Dans une situation conflictuelle, il est plus utile et plus instructif de parler de ce qui se passe en soi plutôt que de ce qui ne va pas chez l'autre. C'est aussi plus difficile.

Pour pratiquer efficacement la Communication Non Violente, notre deuxième difficulté est de faire le tri des sentiments que nous éprouvons dans une situation relationnelle, à partir de ce que nous tenons pour la réalité (voir l'article précédent sur l'observation).

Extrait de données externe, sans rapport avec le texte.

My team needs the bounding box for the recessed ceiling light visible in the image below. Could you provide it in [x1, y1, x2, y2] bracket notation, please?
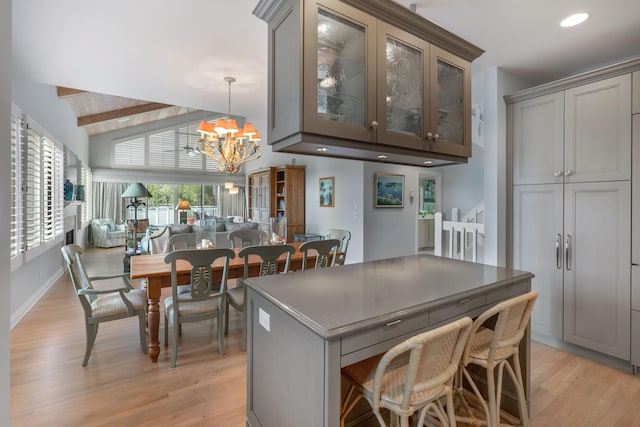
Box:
[560, 12, 589, 28]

En effet, nos sentiments fournissent des informations sur le degré de notre bien-être ; ils sont en quelque sorte des indicateurs de ce qui va ou ne va pas dans ce que nous vivons à l'instant présent.

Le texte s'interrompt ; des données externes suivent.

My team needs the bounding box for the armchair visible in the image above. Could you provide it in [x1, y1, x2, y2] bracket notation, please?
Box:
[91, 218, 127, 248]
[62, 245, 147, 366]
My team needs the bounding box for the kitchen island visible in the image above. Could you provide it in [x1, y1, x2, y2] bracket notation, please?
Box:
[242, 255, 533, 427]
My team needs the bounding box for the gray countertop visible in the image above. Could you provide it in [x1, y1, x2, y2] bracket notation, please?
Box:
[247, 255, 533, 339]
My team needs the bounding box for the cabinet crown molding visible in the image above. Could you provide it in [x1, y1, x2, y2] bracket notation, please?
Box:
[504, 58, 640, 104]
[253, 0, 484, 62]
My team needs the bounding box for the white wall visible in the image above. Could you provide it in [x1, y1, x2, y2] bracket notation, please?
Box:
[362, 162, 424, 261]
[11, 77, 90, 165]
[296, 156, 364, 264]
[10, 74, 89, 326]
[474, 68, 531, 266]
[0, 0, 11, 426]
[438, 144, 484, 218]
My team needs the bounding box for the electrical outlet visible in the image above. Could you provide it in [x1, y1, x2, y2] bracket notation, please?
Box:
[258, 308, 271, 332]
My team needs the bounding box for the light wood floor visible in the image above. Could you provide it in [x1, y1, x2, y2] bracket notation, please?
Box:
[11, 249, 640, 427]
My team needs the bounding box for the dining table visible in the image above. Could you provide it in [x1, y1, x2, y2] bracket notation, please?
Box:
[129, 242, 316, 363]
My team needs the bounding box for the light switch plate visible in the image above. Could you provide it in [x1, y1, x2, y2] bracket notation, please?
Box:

Pour pouvoir prendre conscience et verbaliser ce qui se passe en nous, nous avons à développer un vocabulaire affectif le plus précis possible, en éliminant plusieurs scories grâce à la passoire pour ne conserver que nos sentiments authentiques :

  • Eviter les mots vagues et généraux qui ne décrivent pas clairement ce que nous ressentons : "je me sens bien", "je me sens mal"...
  • Se méfier des expressions "je sens que..." ou "je me sens comme..." qui expriment en réalité une opinion ou un jugement et non un véritable sentiment : "je sens que c'est mal de faire comme ça", "je me sens comme un idiot", "je me sens nul"...
  • Mettre de côté les mots qui se rapportent à notre perception du comportement des autres, à l'interprétation que nous faisons de leur intention : "je me sens abandonné, incompris, agressé, bafoué, méprisé, manipulé, trahi..."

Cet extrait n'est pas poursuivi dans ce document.